Thanks to everyone who commented and read through my post last night. The post got a lot more attention than I expected (on hacker news and reddit at least). Many comments both here and on those threads quite reasonably pointed out problems with the data presented. I should have been a lot more clear initially about the caveats and issues, and put those at the front of the post instead of the end.
I’d like to try to address some of the concerns raised when possible, and be clear about which problems I don’t see an easy way of fixing:
Many commenters have noted that the results are not significant without including confidence measures. In retrospect I should have calculated confidence intervals from the beginning instead of just the mean values; I had assumed incorrectly that the n=100 cutoff would keep the error low enough to ignore, but that was a mistake. Below is an updated graph with 95% confidence intervals:
and the numbers:
As it turns out, the commenters who noted that the top and bottom languages were likely because of small samples were correct. Although the confidence ranges of the top and bottom groups don’t overlap, the difference is not as clear-cut as the means would suggest.
I’m going to try to gather some data from sparser-represented languages to clean this up, and will update here when I have better numbers (this might take a while because of API rate limiting.)
Household Income vs Personal Income
Many commenters noted that these numbers use household income rather than personal income. This is a limitation of the data sets I’m using rather than voluntary; the Rapleaf API only returns household income. Rather than give up I decided to use the household measure instead.
This is not ideal, but I don’t think it is a critical flaw; for this difference to skew the results, authors of certain languages would need significantly different marriage patterns or a tendency to marry richer / poorer spouses relative to other languages. This is not impossible, but I think the results are still useful with this caveat in mind.

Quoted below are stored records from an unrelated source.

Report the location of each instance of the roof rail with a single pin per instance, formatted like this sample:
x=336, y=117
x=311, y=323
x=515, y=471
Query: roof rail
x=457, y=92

If anyone can suggest a data set with personal incomes I can use instead, I’ll gladly use those. Otherwise I’ll be more clear that the incomes are household rather than personal.
Correcting for Confounding Variables
The original numbers did not attempt to adjust for any other variables, some of the more obvious being age and location. It’s been suggested that I look into using partial dependence plots to separate out other variables. I’ll be taking a look at that over the next few days.
Unfortunately there’s not a lot I can do about many missing languages; many are not recognized by GitHub (SQL, among others). As I gather more data, I’ll include the languages which were omitted here because of sample size.
Thanks again to everyone who read and commented. I’m going to process the lessons here and be more careful when posting numbers in the future (I’d still like to give similar breakdowns for gender and age soon.)